TV heading in same direction as magazines

Column: The Arts Beat

By Spencer Ferron-Tripp

The television revolution is turning your TV set into a magazine shop. And the effect is sure to be dramatic.
Or perhaps comedic, if you tune in to the Comedy Channel, one of 16 new cable channels which debuted this past week.

No longer will networks such as the CBC and CTV share the bulk of Canadian viewership. Indeed, the stalwarts of Canadian television may find themselves searching for a niche in an increasingly splintered audience.

How long will these networks be able to offer comedies and hour-long dramas on one channel when the specialty channels claim to do the same in a more comprehensive way?

South of the border, ratings for the “Big Three” networks — ABC, CBS and NBC — have steadily fallen from a 90 per cent share to almost half the total television viewing audience.

The trend is the same in Canada where specialty cable channels have swelled to 20 per cent of the market.

This fragmentation should come as no surprise. After all, there is no such thing as an all-in-one magazine, so why should there be one in television?

Television appears to be heading in the same direction as the magazine: less is more. By appealing to a small, clearly-defined market, the specialty channels can better serve their audiences and advertisers with interest-specific programming. For instance, science-fiction buffs want the Space channel because other stations program science-fiction shows irregularly.

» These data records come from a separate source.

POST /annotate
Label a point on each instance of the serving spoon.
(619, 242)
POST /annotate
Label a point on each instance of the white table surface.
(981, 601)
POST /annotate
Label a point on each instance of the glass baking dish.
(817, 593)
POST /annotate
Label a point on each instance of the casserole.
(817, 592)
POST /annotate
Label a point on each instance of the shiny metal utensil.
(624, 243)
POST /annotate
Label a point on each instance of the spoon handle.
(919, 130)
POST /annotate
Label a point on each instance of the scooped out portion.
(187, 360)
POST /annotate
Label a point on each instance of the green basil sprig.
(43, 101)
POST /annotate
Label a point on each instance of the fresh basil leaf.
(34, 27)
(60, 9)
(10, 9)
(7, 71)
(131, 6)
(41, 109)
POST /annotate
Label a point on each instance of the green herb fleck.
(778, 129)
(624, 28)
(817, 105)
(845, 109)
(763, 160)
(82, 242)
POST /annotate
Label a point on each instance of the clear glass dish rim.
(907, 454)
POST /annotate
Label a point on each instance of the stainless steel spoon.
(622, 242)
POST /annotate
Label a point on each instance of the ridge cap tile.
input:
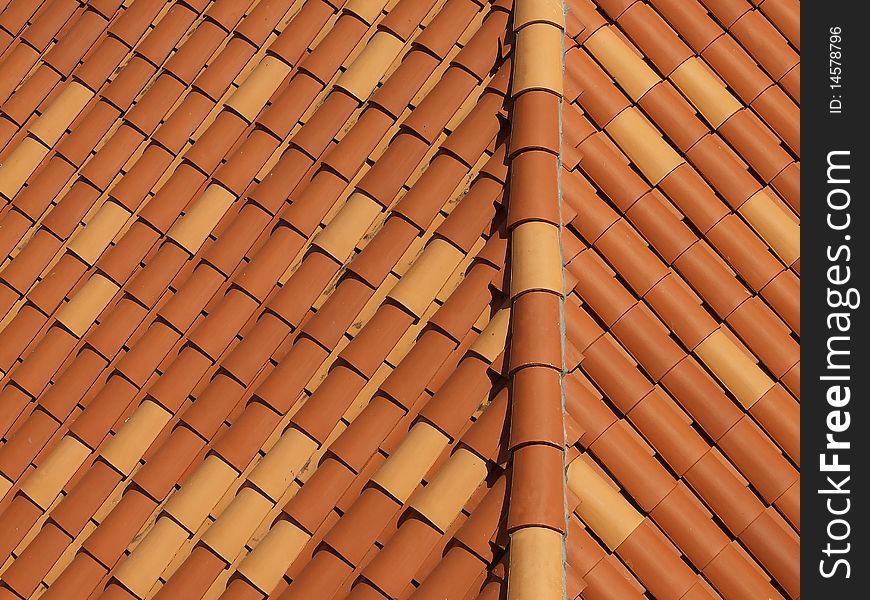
(327, 298)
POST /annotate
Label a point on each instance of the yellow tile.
(191, 504)
(416, 290)
(142, 568)
(778, 229)
(367, 10)
(228, 535)
(601, 507)
(250, 98)
(62, 111)
(538, 59)
(90, 242)
(705, 91)
(538, 11)
(535, 570)
(348, 226)
(44, 484)
(737, 372)
(196, 225)
(622, 63)
(403, 471)
(492, 340)
(442, 499)
(643, 144)
(127, 446)
(19, 165)
(5, 486)
(536, 258)
(276, 471)
(82, 310)
(363, 75)
(267, 563)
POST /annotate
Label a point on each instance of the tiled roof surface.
(399, 299)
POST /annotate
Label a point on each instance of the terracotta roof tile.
(294, 295)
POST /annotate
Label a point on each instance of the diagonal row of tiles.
(359, 410)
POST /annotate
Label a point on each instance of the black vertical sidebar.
(835, 227)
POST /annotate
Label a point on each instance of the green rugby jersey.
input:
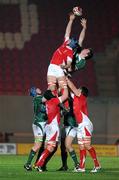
(69, 119)
(39, 110)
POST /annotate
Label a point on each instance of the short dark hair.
(48, 95)
(84, 91)
(90, 54)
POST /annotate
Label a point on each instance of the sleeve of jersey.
(56, 101)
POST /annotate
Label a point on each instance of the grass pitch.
(11, 168)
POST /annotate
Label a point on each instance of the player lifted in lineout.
(62, 57)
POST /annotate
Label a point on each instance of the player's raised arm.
(69, 25)
(73, 88)
(83, 32)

The new channels even sound like magazine titles: Home & Garden, Golf, Outdoor Life. It won’t be long before magazines cross-over to partner with the new stations, or face the possibility of being beaten at their own game.

But Canadian cablevision plays by its own rules. Cable companies have always had the attitude they know what’s best for their customers. You only have to look at their recent marketing blitz, featuring the “You don’t want to miss all of this, do you?” ads.

The commercial is flashy enough that we can all believe there is something worthwhile in this significant step towards a 500-channel universe.

But it’s a magician’s trick. Unlike the magazine store, this product has packaged the Golf Channel and Space: the Imagination Station together. You can buy both, or leave empty-handed.

Just remember, Rogers hasn’t put millions of dollars into fibre optic cable just to give you 16 new channels. We still have about 450 to go.

Smart consumers will wait, and stock up on magazines.